Shin Jang-sup, an economics professor at the National University of Singapore. (Yonhap)

“It is time to seek a paradigm shift for the continued development of the Korean economy, which is drifting into the doldrums of low growth and inequality. And I think Korea can get insight from Daewoo’s global management for a wind of change.”

Reassessment of Daewoo’s global management

Daewoo, founded by 27-year-old Kim Woo-choong as a small textile trading firm in 1967, grew into one of the most globalized industrial conglomerates in the world from an emerging country. The group stood ahead of Hyundai and Samsung in its global reach, building a comprehensive business network in 110 countries.

Many industry watchers say that behind the success was Kim’s close relationship with the authoritarian South Korean governments that controlled the economy. This is part of how Daewoo’s business portfolio diversified from textiles to heavy industries like shipbuilding and car manufacturing in the government’s five-year economic plan.

“Most of all, Kim’s entrepreneurial spirit was the most important trigger for Daewoo’s growth at home and abroad,” Shin said.

Reflected in the name of Daewoo, meaning “great universe” in Korean, Kim chose to tap into the great universe beyond Korea ― less developed and isolated nations like African countries, where he thought Daewoo, based in an emerging market itself, could build brand power and have a competitive edge over other global brands from advanced countries.

Daewoo was the first company in the world to enter Sudan by building a tire plant there in 1978 and exporting the products to other countries.

Kim sent young and smart talent to difficult markets to be developed in an effort to raise their competence in new market exploration.
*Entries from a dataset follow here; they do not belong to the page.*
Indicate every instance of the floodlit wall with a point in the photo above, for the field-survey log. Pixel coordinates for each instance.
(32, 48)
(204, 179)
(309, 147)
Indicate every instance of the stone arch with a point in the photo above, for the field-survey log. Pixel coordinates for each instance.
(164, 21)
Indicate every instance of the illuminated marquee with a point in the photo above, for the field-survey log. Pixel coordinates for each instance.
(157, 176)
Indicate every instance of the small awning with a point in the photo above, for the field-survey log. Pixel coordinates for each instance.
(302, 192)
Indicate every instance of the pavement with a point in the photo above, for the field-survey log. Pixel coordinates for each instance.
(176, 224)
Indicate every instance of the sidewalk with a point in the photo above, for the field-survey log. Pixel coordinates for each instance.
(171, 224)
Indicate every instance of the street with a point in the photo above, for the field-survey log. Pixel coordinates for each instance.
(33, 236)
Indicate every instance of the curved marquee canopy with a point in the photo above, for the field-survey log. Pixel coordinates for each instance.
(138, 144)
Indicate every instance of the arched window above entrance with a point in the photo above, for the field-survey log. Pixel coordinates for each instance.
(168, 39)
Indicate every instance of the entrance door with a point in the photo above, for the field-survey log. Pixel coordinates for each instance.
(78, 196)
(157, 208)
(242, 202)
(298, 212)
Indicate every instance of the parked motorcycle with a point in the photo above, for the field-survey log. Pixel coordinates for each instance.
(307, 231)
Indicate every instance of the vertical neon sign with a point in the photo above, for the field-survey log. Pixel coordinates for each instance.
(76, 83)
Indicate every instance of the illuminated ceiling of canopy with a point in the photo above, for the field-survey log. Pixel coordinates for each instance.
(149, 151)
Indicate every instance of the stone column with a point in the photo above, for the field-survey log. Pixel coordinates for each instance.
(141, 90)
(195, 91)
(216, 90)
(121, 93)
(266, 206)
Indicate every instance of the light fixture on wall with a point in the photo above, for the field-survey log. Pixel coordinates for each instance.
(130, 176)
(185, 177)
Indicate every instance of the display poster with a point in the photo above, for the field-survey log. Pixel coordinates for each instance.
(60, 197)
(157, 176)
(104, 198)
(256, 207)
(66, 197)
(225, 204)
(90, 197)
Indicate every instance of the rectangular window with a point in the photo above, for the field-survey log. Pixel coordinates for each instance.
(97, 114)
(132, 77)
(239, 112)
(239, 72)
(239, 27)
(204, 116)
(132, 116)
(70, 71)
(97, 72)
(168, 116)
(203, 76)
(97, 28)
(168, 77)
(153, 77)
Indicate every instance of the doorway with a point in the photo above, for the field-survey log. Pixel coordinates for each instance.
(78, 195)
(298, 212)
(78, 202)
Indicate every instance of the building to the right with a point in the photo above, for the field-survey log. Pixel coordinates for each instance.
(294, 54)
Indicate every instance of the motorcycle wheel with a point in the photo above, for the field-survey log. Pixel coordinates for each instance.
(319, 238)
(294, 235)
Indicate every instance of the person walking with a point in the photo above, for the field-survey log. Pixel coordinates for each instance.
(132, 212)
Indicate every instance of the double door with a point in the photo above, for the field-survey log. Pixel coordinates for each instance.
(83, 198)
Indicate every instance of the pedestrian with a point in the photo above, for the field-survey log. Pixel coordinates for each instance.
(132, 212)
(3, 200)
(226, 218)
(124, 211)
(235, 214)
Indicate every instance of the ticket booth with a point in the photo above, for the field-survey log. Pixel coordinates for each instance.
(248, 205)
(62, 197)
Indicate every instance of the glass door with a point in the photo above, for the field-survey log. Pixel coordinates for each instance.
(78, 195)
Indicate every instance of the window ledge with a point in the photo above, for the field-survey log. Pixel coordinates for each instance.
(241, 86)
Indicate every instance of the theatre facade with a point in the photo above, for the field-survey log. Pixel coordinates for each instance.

“Employees at Daewoo, dubbed ‘Daewoo Men,’ still have a tight bond and take a leadership role in different sectors based on experiences gained from a variety of hardships that they faced while developing in emerging markets in the 1990s,” Shin said.

Another success formula of Daewoo in overseas markets was the profit-sharing principle with emerging markets.

“Unlike from profit generation-oriented business people, Kim took 50 percent of profit gains in an emerging market and spent it on society,” Shin said. “Kim said the bold profit-sharing helped to build trust among consumers in emerging societies, which led to huge business success in the long term.”

Regarding his plans for the future, Shin said he would publish an English-language book next year to analyze Daewoo’s global management know-how in emerging markets, targeting entrepreneurs who set their eyes on niche markets. In 1989, Kim published his autobiography in English under the title “Every Street is Paved with Gold” in an effort to inspire young entrepreneurs.